Tuesday, July 27, 2010

My trip up to Bosque Unchog with 66-year-old Reyes, whistling through his remaining 7-and-a-half-teeth to coax out birds, was a success. Despite a bank of clouds that rolled in around 9 am and enveloped us for the most of the day, we managed to spot our quarry just as I was ready to give up...
...the rare endemic and endangered Golden-backed Mountain-Tanager. Reyes said flocks of 7 or 8 used to be common in the area decades ago, but nowadays seeing a flock of three is cause for some celebration.

I had one last quarter chicken dinner in Huanuco before catching a bus back toward Lima.

The city had really started to grow on me and I nearly got stranded there for an extra day as the bus station was a madhouse of people trying to get places for Fiesta de la Patria, a vaguely
defined holiday period centered around Peru's independence day, July 28th.

After another 8-hour bus night I was in Chosica, near Lima, where every highschool student from the area seemed to be involved in some sort of massive marching-band-type parade. Other than that it was mostly a well-needed rest day to prepare for a trip up into Santa Eulalia Canyon.

The plan was to meet a group of avitourists coming from Lima. When it turned out that they would be getting a late start, I set out up into the canyon on my own with the assurance that they would pick me up from the side of the road around 3 or 3:30. When the sun set below the rim around 5:15 I was relieved to see an overcrowded bus winding its way up t
he switchbacks toward me. I crammed in and wound up at 3,200 meters in the cliffside town of San Pedro de Casta where I encountered a group of students from Lima planning to climb up to Marcahuasi, some Incan ruins some 800 meters and three hours up above town.
It sounded cool, so I decided to tag along rather than try to track down my lost tour group.

We set off with our 70-year-old guide at 5 am and had a gorgeous clear morning wandering around the dilapadated ruins and unusual rock formations. It was no Machu Pichu, but the views sure were stunning.

Can you spot the gringo?

We made it back into town for lunch where we discovered that the two buses that normally serve the area were both defunct. It seems most people have a "chicken bus" story from travel within latin America, but I now present to you the "cow bus."

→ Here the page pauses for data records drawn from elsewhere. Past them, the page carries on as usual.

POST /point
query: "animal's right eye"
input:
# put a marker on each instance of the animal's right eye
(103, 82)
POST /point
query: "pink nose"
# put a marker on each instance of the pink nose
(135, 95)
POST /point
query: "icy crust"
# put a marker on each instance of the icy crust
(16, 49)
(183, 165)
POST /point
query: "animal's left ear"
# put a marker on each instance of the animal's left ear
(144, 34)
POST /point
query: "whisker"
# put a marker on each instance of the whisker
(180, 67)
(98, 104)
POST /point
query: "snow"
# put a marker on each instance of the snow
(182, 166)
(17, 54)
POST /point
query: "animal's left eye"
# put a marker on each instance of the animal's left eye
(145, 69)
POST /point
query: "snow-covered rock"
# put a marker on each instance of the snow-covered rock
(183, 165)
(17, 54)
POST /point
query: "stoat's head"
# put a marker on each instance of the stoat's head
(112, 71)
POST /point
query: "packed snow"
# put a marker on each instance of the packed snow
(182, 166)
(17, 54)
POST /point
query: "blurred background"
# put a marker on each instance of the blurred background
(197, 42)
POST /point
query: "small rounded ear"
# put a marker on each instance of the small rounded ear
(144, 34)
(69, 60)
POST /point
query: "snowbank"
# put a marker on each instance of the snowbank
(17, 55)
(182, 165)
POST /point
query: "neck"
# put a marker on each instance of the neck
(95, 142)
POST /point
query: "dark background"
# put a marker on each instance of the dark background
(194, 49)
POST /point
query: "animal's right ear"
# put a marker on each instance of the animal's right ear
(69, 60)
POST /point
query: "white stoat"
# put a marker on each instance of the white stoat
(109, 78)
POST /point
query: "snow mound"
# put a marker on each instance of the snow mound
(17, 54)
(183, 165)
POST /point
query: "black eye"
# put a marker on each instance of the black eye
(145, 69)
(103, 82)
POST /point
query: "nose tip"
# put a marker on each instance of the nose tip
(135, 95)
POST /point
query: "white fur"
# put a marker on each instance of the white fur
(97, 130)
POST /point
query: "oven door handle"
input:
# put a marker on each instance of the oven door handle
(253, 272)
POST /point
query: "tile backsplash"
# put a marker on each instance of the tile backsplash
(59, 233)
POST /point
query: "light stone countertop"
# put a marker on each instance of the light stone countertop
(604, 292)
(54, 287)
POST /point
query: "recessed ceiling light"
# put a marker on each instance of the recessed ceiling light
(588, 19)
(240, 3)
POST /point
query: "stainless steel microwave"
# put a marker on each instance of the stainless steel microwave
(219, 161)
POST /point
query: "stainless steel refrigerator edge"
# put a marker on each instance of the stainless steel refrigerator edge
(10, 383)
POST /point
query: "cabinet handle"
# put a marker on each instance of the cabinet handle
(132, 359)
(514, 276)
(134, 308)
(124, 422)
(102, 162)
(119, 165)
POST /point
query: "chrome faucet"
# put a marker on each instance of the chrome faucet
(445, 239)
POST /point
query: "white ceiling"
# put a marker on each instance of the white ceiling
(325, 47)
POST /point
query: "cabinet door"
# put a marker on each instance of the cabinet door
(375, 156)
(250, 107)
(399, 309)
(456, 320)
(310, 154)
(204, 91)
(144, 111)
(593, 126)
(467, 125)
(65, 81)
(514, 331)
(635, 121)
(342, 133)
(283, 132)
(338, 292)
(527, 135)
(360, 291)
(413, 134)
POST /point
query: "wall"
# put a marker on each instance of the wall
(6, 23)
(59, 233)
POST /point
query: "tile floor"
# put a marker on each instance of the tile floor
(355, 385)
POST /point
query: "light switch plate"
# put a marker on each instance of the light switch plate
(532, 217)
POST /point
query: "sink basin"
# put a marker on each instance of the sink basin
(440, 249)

There were three huge cows and about 20 passengers. The goal for everyone was to avoid getting trampled or covered in manure. It was a combination of hectic, hilarious and terrifying as we all lurched down steep potholed switchbacks, staring half the time off a shear 2000 meter precipice and the other half into oncoming overhanging tree branches and cactuses that raked the sides of the truck and threatened to tear desperately clinging fingers. All the while the cattle jostled and fought against their tethers like fish trying to wriggle loose from their hooks. Miraculously, through the three-hour trip, the only casualties were one tent and two backpacks (heavily fertilized), fortunately none of which belonged to our party.

My new friend, "John," a mechanical engineering student in Lima has been nice enough to let me stay with him. Though desperately in need of some decent sleep, I woke up before 5 am for the third time in four mornings to take a taxi to the marina to catch a boat out to the continental shelf with a crew of ornithologists and birdwatchers. As coincidence would have it, one of the other passengers was a profesor who completed his doctorate in zoology at Duke, where I'll begin my own PhD shortly.

Obviously a big incentive for making this trip was to see some unique pelagic bird species. But I also wanted to venture out onto the "Peru Margin" to see the area from which the sediment core was extracted that I studied for my honors thesis at Brown. What makes the sediment
as well as the marine life in the area so remarkable is the upwelling nutrient-rich water characteristic of the ocean here. High primary productivity supports high concentrations of fish and pescavores. Seeing penguins, albatrosses and sea lions was awesome, but the highlight was definitely the group of humpback whales that came up so close to the boat that it became unclear as to who was watching whom.
Whales are always hard to capture on camera, but rarely because they are too close! (I´ve uploaded this picture four times and it always comes out sideways no matter how I orient it in MS Paint...sorry).

Since I have a free place to stay and friends on holiday, I'll probably stick around Lima for some behind the scenes touring and fiesta, though this will leave me with some tough choices for how to spend my remaining time. I want to visit Machu Pichu, Manu and Lake Titicaca, but will probably only have time for one of the latter two.

I´ll be back in the US before I know it!

1 comment:

BobDad said...

Most amazing sequence yet. Very interesting mix of folks you have met and done things with. I hope you got a brief movie of the whale.